35 In all such cases, there might be some correspondence of feelings between the observer and the observee. First of all, the observer must put himself in the observee’s situation. He must=

  • bring home to himself every little distress of the observee,
  • adopt the whole case of his friend with all its details, and
  • recreate in his imagination the suffering which his sympathy is founded on.

36 After all this, the observer’s feelings will still fall short of what is felt by the sufferer. Mankind is naturally sympathetic because we can never exactly conceive the feelings in the sufferer. Sympathy is done through that imaginary, but momentary, change of situation.

We always think=

  • of our own safety, and
  • that we ourselves are not the real sufferers.

These thoughts hinder us from having exactly the same feelings. The observee knows this and so he=

  • desires a more complete sympathy.
  • longs for that relief which can only be brought by the entire concord of the observers’ affections

His sole consolation is seeing our hearts beat in time to his own during those disagreeable feelings. He can only hope to obtain this by lowering his feelings to the level allowed by the observers. He must flatten the sharpness of its natural tone, in order harmonize it with the emotions of the observers.

What they feel will always be different from what he feels. Compassion can never be exactly the same with original sorrow because of the secret awareness that the conceived suffering is=

  • only imaginary,
  • lower in degree, and
  • quite different.

The imagination of observer and the voluntary reduction of observee’s passion, may correspond with one another. This correspondence is enough for the harmony of society.
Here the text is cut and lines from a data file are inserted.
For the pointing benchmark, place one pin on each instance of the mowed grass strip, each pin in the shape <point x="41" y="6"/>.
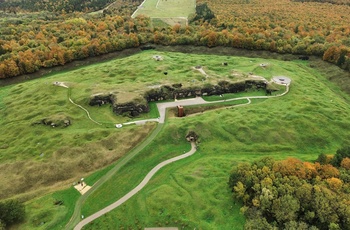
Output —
<point x="300" y="124"/>
<point x="166" y="8"/>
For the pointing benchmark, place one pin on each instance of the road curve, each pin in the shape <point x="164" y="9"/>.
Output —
<point x="143" y="183"/>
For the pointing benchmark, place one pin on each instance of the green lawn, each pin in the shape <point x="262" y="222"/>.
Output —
<point x="192" y="193"/>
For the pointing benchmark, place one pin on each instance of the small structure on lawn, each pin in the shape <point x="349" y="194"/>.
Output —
<point x="180" y="111"/>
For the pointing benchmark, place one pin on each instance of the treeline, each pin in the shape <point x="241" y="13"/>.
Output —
<point x="11" y="212"/>
<point x="338" y="2"/>
<point x="26" y="45"/>
<point x="29" y="42"/>
<point x="291" y="194"/>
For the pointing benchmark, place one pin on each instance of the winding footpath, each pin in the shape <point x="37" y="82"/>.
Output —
<point x="136" y="189"/>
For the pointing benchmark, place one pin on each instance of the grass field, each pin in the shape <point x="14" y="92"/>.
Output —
<point x="169" y="11"/>
<point x="311" y="119"/>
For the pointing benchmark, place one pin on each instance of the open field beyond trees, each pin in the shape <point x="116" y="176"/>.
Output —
<point x="166" y="9"/>
<point x="311" y="119"/>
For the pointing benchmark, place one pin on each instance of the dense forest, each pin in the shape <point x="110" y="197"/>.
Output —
<point x="291" y="194"/>
<point x="31" y="39"/>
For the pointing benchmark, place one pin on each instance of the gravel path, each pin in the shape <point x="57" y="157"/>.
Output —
<point x="136" y="189"/>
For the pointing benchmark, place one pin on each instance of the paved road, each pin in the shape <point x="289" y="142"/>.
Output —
<point x="136" y="189"/>
<point x="162" y="111"/>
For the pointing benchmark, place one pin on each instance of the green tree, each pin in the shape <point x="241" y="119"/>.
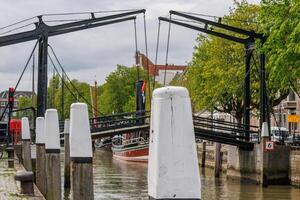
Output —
<point x="280" y="21"/>
<point x="117" y="95"/>
<point x="215" y="77"/>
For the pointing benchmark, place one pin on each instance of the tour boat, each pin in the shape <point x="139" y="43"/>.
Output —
<point x="103" y="144"/>
<point x="134" y="149"/>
Though they will never be unisons, they may be concords. This is all that is required.

37 To produce this concord, nature teaches the observers to assume the circumstances of the observee just as she teaches him to assume the circumstances of the observers.

  • The observers are continually placing themselves in the situation of the observee to conceive similar emotions.
    • They are constantly considering what they themselves would feel if they were the sufferers.
    • The sympathy of the observers makes them look at the sufferer’s misfortune through his eyes.
  • The observee is also constantly placing himself in the situation of the observers.
    • The sufferer is as constantly led to imagine how he would be affected if he was an observer of his own situation.
    • The sufferer’s sympathy makes him look at his suffering through the eyes of the observers.
      • The reflected passion he conceives is much weaker than his own original passion.
      • It necessarily abates the violence of what he felt before he was observed.
      • He begins to view his own situation in this candid and impartial light.

Friendship

38 Friends restore the mind to some degree of tranquility and sedateness. The breast is calmed and composed the moment our friends come.
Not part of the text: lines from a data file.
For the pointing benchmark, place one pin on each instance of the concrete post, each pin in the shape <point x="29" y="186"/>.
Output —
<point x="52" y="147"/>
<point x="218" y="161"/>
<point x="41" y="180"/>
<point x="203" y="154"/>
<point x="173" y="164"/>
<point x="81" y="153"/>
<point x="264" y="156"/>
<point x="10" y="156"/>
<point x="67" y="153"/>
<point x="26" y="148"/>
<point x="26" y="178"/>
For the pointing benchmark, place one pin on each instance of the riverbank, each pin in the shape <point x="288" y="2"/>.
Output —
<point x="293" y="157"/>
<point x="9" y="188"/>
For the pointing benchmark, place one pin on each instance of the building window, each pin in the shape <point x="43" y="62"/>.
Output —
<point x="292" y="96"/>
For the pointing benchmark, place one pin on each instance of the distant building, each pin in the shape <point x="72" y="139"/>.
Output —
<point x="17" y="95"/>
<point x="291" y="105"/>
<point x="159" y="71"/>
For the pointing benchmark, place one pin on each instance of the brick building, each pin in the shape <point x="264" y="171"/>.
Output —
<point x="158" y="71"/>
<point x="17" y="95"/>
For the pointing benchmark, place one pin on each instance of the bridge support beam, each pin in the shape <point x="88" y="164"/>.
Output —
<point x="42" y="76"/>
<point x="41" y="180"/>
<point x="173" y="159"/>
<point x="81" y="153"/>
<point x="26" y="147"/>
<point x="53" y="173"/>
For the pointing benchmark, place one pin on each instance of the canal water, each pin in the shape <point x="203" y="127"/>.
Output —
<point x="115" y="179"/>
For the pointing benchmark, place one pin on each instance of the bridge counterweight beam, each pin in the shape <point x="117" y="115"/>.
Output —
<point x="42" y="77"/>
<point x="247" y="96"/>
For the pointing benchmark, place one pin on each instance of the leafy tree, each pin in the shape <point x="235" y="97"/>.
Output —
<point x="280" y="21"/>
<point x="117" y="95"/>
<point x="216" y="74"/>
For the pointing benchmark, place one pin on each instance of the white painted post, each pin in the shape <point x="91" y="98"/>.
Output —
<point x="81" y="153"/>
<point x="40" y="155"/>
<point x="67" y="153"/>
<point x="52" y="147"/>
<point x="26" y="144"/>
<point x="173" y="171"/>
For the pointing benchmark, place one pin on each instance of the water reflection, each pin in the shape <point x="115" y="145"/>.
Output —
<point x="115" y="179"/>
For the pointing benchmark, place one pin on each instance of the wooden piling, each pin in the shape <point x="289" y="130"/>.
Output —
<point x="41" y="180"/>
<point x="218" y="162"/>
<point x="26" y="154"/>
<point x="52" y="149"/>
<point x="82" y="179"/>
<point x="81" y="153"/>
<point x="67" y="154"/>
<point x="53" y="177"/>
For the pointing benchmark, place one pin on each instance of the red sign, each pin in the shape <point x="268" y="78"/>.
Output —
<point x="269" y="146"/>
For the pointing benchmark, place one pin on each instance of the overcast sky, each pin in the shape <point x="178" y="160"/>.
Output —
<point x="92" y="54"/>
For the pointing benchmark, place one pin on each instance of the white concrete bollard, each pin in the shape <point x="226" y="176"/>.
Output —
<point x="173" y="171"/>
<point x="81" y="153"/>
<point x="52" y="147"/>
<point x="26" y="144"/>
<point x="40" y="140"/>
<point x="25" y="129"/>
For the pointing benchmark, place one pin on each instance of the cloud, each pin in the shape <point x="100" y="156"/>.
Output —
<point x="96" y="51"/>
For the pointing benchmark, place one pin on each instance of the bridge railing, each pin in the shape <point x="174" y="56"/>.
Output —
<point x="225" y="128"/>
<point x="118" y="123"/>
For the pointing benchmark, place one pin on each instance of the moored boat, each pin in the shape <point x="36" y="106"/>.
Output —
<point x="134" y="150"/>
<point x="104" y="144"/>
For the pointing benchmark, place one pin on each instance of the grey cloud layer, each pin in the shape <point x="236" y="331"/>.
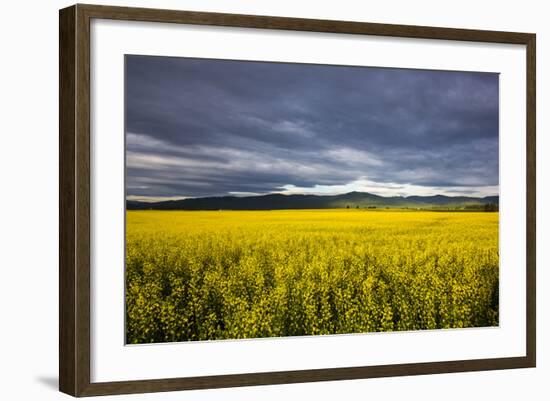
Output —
<point x="198" y="127"/>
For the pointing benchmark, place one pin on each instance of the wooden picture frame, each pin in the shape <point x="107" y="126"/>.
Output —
<point x="74" y="200"/>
  • We immediately remember how they will view our situation.

The effect of sympathy is instantaneous.

  • We expect less sympathy from a common acquaintance than from a friend.
    • We cannot tell to an acquaintance everything that we can tell our friends.
    • We therefore assume more tranquility before an acquaintance.
    • We fix our thoughts on our general situation which he is willing to consider.
    • We compose ourselves more in the presence of a mere acquaintance than that of our friend.
  • We expect still less sympathy from strangers.
    • We therefore, assume still more tranquility before them.
    • We always bring down our passion to what strangers are expected to go along with.
    • We compose ourselves still more in the presence of strangers than that of an acquaintance.

39 Therefore, society and conversation are:

  • the most powerful remedies bringing peace to the, and
  • the best preservatives of that equal and happy temper necessary for self-satisfaction.

Speculators and retired men who sit brooding at home over grief or resentment seldom possess that equality of temper which is so common among men of the world.